Medir lo que se produce
Aunque existen diferentes metodologías de medición del tamaño del software, una de las más populares es la mantenida por el Grupo Internacional de Usuarios de Puntos de Función (IFPUG-International Function Point Users Group), que cuenta con su propia certificación. LEDAmc cuenta en plantilla con un 30% del total de personas certificadas en IFPUG que existen en España.
A pesar de la solera de la métrica, la realidad es que “el punto función ha tenido varias etapas de implantación en España y casi todas han sido un fracaso”, señala Rafael de la Fuente.
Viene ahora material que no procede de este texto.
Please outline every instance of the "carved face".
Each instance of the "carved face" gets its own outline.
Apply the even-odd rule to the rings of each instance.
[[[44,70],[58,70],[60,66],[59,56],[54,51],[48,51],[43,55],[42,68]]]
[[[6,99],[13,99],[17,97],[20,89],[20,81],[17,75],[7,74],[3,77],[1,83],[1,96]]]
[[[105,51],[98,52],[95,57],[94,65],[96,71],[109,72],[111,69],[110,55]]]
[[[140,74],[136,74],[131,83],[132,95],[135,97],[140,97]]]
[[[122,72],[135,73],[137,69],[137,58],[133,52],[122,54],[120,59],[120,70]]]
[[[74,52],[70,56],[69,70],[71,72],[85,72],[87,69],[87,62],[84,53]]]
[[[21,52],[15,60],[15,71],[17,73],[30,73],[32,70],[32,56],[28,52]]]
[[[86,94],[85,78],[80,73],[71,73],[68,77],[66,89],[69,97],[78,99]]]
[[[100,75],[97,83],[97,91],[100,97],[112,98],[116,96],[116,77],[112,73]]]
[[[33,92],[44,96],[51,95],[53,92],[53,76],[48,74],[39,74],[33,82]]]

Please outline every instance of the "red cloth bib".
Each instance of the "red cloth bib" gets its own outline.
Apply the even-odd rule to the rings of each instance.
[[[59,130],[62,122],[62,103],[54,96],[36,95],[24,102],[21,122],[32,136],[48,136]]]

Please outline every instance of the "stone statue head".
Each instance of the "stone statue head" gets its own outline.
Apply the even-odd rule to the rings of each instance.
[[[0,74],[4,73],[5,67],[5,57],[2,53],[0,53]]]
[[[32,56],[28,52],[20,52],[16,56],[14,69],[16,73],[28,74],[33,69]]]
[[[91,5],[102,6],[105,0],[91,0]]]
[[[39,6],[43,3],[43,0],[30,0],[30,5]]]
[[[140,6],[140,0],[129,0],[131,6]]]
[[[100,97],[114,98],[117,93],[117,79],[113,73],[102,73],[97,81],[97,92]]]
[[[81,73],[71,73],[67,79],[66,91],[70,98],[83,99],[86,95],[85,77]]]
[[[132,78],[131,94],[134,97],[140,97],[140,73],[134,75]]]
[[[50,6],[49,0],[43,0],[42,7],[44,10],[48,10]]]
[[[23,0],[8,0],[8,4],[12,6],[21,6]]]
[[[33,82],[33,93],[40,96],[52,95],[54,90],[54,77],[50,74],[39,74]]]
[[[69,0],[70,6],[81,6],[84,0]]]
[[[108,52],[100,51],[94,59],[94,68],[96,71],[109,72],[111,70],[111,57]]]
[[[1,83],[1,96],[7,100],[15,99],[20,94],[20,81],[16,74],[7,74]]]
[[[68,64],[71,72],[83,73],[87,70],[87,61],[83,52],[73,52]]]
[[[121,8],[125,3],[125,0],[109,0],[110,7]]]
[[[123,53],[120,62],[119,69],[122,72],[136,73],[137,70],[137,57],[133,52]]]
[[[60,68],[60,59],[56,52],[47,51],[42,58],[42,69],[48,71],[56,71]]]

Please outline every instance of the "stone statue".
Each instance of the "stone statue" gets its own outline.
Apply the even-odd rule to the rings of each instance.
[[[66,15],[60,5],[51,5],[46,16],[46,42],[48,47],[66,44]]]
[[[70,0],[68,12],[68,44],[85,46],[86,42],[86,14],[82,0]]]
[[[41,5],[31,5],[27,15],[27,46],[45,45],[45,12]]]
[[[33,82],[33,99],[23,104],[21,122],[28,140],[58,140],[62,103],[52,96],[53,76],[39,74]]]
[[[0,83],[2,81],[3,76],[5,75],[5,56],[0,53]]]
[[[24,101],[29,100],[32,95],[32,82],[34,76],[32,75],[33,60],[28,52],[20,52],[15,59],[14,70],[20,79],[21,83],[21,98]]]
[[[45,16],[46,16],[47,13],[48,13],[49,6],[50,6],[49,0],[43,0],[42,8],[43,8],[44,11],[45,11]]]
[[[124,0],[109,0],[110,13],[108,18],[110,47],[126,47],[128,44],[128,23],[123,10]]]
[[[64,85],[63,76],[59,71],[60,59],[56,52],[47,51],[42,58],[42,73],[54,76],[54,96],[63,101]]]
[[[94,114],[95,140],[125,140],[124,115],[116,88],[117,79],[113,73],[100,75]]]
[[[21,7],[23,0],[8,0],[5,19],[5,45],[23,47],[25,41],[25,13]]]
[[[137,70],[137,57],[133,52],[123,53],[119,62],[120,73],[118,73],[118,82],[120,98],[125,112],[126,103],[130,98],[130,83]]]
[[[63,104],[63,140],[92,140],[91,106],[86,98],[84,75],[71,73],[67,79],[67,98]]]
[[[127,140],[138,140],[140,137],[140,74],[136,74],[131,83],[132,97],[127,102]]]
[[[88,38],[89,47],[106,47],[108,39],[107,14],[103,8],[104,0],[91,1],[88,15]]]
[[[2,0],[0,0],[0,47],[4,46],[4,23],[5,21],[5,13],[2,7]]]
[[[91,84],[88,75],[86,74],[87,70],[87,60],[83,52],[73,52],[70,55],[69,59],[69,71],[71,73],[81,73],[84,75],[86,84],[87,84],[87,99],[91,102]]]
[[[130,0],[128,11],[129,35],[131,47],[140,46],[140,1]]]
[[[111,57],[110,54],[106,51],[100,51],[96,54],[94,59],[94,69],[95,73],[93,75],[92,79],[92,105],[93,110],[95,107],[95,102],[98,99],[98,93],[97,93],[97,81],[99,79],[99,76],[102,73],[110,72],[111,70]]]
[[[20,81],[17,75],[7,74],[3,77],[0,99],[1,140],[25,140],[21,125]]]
Entre las razones de su falta de aceptación, Ulises Arranz, socio de Accenture, señala la complejidad de este medidor, que exige personal certificado y la dificultad en traducir estos puntos función a horas. Según Arranz, “la aplicación del punto función no es para un proyecto sino para una organización. Es una decisión estratégica que exige tener un nivel de homogeneidad suficiente para que las medidas sean exportables, disponer de un músculo financiero importante para soportar un equipo especializado que se dedique a realizar estimaciones y a refinar el modelo y, por último, hay que tener un volumen suficiente para que las métricas y el volumen de información que se recoja sean significativos”. Aunque el mercado ha madurado bastante “la economía ha influido mucho en los procesos de madurez y al final lo que establecen los clientes como criterio es el precio”, señala Arranz. Así las cosas, el socio de Accenture no duda en afirmar que “la realidad del mercado es que el punto fusión no está siendo un criterio importante en el 95% de las oportunidades de negocio”.

Reducir la complejidad
Ante la complejidad de la métrica de punto función, algunas consultoras como Capgemini emplean puntos caso de uso como metodología de estimación formal. “Es una evolución de puntos función ya que emplea conceptos técnicos considerablemente más sencillos, lo que facilita su implantación y la comunicación con todos los interlocutores implicados”, afirma José Luis Lera, vicepresidente de la firma. Al estar inspirado en el lenguaje UML “nos permite disponer de un elemento de modelado de requisitios muy general, aplicable a proyectos de muy diversa índole”, indica.
Por su parte, Gesfor tiene recogida la práctica de punto función dentro de sus oficinas CMMI aunque no lo ha aplicado a lo largo del tiempo. “No es utilizada con tanta profusión al ser demasiado fría para medir la productividad real ya que sólo contempla características funcionales del software que se va a desarrollar”, señala Mario Guirado, subdirector de metodología y soporte de la compañía. En Atos Origin, según palabras de su director de la Test Factory, Ignasi Obiols, “la métrica de puntos función se ha empezado a usar de forma intensiva desde hace más de un año a nivel global. Cada país ha identificado un Punto de Contacto que posteriormente intercambiará con otros países con el objetivo de generar líneas base de métricas en puntos función globales”. Por su parte, Marcos de Miguel, director de desarrollo de software de Telvent, afirma que el punto función “no es el mejor indicador para conocer la productividad de un servicio de factoría”.
Por último, Francisco López, socio Everis Centers, apunta que “la aplicación de los puntos función tendrá sentido cuando la estimación deba partir de unas especificaciones funcionales de alto nivel y con un condicionante adicional es que nuestro cliente tenga una cultura creada alrededor de la metodología de punto función”.